Cette série d'émissions sur Marilyn Monroe s'ouvre chaque jour par un documentaire à base d’archives historiques et de documents nouveaux, réalisé à Paris, New York et Los Angeles."

dimanche 29 juillet 2012

Et de trois

Troisième représentation, au péril des averses. Il pleuvait encore à 21 heures passées, et la question de l'annulation se posait toujours. On consultait fébrilement les avis météo d'heure en heure sur une application de l'Iphone. Les plateaux étaient trempés, les sols glissants, les projecteurs en grand danger. Je donnai consigne de se préparer comme si de rien n'était et d'installer les accessoires au dernier moment.

Nous avons joué. Les lumières, qui tournaient à 90%, ont tenu, merci Marina et Yvan, qui furent sur la brèche pendant ces longues heures incertaines. Aucun incident à déplorer, ah si, une chute, dont je suis responsable, qui plus est.

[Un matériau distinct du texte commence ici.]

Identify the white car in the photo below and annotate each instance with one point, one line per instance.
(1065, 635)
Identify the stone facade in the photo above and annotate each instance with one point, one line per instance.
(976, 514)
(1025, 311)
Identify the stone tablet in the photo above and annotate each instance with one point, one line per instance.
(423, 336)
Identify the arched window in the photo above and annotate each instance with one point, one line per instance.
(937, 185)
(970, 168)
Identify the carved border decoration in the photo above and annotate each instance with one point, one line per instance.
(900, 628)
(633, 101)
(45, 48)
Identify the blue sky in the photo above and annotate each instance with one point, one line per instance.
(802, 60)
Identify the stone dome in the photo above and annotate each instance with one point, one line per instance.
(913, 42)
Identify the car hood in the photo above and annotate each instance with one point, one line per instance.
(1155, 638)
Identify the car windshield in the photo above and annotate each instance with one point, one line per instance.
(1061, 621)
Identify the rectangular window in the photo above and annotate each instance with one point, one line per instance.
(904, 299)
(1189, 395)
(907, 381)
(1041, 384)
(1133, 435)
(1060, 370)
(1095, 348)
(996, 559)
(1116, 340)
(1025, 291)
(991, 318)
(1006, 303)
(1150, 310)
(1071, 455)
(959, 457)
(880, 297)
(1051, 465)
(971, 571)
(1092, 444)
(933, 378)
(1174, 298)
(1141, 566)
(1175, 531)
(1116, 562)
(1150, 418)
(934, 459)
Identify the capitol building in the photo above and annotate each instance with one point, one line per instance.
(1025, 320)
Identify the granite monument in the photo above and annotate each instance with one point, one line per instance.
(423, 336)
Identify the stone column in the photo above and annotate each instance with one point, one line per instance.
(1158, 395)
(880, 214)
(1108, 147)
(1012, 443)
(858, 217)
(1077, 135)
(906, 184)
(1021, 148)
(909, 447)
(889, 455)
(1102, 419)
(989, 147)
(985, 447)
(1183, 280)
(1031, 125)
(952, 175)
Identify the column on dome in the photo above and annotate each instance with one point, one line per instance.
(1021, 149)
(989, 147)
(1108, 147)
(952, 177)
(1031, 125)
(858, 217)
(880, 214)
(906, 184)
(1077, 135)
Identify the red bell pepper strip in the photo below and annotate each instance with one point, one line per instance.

Au moment des saluts, du rappel, je conduisis un peu trop fougueusement notre ami Stéphane, dans son vieux fauteuil, jusque sur le plateau central. Un virage négocié trop vite, la roue antédiluvienne du rustique équipage se voila et le président du tribunal bascula. Mea culpa.

On fêta ensuite l'anniversaire de Jackie, notre charismatique metteur en scène de 62, Dédée Bernard, dont le petit trou sur les paroles de Hugo : "Les mots manquent...", fera sans doute date dans l'histoire de la pièce.

Pas de photos de la pièce en elle-même, pour cela je fais confiance à Yvan, qui a usé du Nikon toute la soirée, juste une vidéo de l'avant-spectacle, avec les petits travaux obscurs, mais indispensables, qui font aussi partie de l'aventure, et aussi le beau duo de violon de Gavroche et Navet.




samedi 28 juillet 2012

Seconde représentation : le Gavroche de 62

La journée était en vigilance orange, les cartes météo étaient constellées de gros nuages traversés d'éclairs, et à 17 h, on hésitait encore sur l'annulation ou non de la représentation, c'est dire si l'affaire était mal engagée. Et puis le ciel s'est découvert, le bleu a bousculé la grisaille, l'espoir est revenu et les spectateurs ont afflué, certes moins nombreux que la veille, mais surtout il y avait parmi eux Jacques Brisse, le Gavroche de 1962. Il avait douze ans à l'époque.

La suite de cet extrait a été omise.